No va mucho, o quizá nada, del seguir reivindicando «nuestra
identidad», como pidió Francina Armengol
al concluir los fastos dialécticos del treinta aniversario del Estatut, a la
persistente reclamación del «derecho a decidir», que protagonizó, en el mismo
lugar y a la misma hora, Biel Barceló.
La verdad es que ya no sé de qué me sorprendo (y hasta puede
que no lo haga y sólo lo esté fingiendo) y que, de hecho, conceptos como
identidad o derecho a decidir me parezcan simples gruñidos guturales, meras
especulaciones, el último pretexto al que se aferran los que no saben qué hacer
con sus propias vidas y no tienen otra peor que querer ocuparse de las
nuestras. Vade retro.
Pasa lo mismo, más o menos, con la lengua y el territorio.
El CEIP Pràctiques de Palma (de Mallorca, por supuesto) justifica su absoluta
inmersión lingüística en que el catalán es la lengua que aquí se habla.
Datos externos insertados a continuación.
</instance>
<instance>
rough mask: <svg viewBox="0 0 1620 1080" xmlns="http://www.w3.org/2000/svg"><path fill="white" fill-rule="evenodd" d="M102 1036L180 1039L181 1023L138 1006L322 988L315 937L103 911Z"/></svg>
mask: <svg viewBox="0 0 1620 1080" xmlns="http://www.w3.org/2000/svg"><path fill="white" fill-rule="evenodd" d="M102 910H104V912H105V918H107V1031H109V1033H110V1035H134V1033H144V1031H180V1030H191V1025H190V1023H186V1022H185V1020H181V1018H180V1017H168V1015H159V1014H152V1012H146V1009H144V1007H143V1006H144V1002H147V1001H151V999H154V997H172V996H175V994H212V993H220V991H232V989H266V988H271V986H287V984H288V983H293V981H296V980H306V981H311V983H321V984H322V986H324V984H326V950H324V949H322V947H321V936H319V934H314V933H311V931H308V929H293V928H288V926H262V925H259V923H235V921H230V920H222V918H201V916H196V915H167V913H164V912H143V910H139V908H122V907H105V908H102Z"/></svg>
Miren.
Ya no me quedan ni fuerzas para reiterar que los territorios tienen arbolillos
y acantilados, tienen frondosos valles y hasta, quizá, montañas nevadas. Tienen
ciudades envueltas en sol o niebla. Un montón de vistas inmejorables y no pocos
albañales vergonzosos. Tienen de todo, pues, salvo lengua, que es patrimonio
exclusivo (y casi que el único que nos queda) de los seres humanos. Al menos
hasta que nos la quiten. Si pueden. O si les dejamos.